Damals jedenfalls räumte er Kisten mit Hausrat vor den Pkw und hängte die Scheiben mit Tüchern sowie Decken ab. Er machte es sich auf der Rückbank gemütlich, seine Frau vorne.

„Gegen zwei Uhr wurde ich wach. Jemand hat laut gerufen, auf den Wagen geklopft und daran gerüttelt.” Zwar habe er die Rufe „Polizei, kommen Sie heraus!”, schon verstanden. „Aber ich habe gedacht, das sind wieder randalierende Jugendliche.” Deshalb führte das Paar ein, wie die Frau es nannte „Hackebeil” mit sich sowie ein 18 Zentimeter langes Messer und zögerte, der Anordnung Folge zu leisten.

Der 45-jährige Polizist schilderte vor Gericht, er habe die Grüne Minna so geparkt, dass deren Lichter und der zusätzliche Suchscheinwerfer auf dem Dach die Szenerie ausleuchteten. Für ihn steht fest: „Es war klar zu erkennen, dass wir von der Polizei sind.” Er und sein Kollege trugen außerdem Uniformen. Nach mehrfachem Rufen, Klopfen und Rütteln öffnete sich die Fahrertür, die Frau des Angeklagten stieg aus. Er selbst kletterte aus der Tür hinten links - und schwang ein Beil über seinem Kopf. Der andere Ordnungshüter erinnerte sich: „Wenn der Angeklagte noch einen halben Meter näher auf meinen Kollegen zugegangen wäre, hätte ich geschossen.”

Es dauerte Minuten, ehe der Wildcamper seine Axt endlich ablegte.

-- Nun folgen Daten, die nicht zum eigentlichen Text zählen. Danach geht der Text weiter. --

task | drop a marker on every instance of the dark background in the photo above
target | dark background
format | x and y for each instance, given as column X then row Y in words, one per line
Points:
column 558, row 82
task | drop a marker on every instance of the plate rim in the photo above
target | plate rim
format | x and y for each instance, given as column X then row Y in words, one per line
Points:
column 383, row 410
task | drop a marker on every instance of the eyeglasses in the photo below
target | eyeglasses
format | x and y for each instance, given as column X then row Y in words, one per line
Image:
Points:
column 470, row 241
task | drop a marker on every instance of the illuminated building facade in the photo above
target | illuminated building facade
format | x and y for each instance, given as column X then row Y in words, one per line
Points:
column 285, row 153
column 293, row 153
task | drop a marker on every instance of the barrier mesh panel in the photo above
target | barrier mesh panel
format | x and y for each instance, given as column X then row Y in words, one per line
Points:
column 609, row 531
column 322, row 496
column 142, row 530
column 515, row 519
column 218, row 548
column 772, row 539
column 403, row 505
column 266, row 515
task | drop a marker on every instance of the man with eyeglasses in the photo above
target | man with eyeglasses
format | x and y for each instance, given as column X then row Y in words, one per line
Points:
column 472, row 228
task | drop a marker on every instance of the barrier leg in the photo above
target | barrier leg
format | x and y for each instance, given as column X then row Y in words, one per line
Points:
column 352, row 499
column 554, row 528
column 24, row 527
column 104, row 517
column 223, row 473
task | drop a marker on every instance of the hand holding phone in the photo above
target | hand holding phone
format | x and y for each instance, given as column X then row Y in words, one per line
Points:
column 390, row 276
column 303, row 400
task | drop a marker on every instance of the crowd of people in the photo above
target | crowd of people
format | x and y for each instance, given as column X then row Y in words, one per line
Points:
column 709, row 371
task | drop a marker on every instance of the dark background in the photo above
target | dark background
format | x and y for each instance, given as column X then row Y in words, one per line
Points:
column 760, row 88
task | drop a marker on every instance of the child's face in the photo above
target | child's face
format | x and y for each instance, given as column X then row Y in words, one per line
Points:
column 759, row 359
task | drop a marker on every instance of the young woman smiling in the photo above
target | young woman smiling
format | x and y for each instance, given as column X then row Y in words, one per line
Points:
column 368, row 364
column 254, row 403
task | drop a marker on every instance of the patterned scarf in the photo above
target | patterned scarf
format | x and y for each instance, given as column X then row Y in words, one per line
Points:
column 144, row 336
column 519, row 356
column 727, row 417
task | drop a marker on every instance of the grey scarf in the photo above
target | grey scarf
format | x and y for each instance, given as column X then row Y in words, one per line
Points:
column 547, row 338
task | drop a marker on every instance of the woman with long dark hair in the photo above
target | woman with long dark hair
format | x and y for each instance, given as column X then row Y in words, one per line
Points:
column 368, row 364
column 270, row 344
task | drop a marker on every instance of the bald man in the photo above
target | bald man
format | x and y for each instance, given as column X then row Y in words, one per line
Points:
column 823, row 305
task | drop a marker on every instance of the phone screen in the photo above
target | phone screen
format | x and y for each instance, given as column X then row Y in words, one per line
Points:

Für Richterin Beate Schauer drängte sich am Ende der Verhandlung die Überzeugung auf, dass der Angeklagte im grellen Scheinwerferlicht eventuell tatsächlich lange brauchte, um zu erkennen, dass er der echten Polizei gegenüber stand. Sie regte die Einstellung des Verfahrens an mit der Auflage, 300 Euro an den Weißen Ring zu zahlen, das entspricht einem halben Nettobezug des Angeklagten. Staatsanwalt Peter Grünes war einverstanden. So gab es kein Urteil, über die Schuldfrage wurde gerichtlich nicht abschließend entschieden. Der 57-Jährige wurde nicht freigesprochen, kann sich aber auf seine Unschuld berufen. Dennoch forderte ihn der Staatsanwalt auf, den beiden Polizisten zu danken. „Sie waren aufgrund des Missverständnisses in großer Gefahr. Man könnte den Polizeibeamten keinen Vorwurf machen, wenn sie in dieser Situation von ihren Dienstwaffen Gebrauch gemacht hätten.”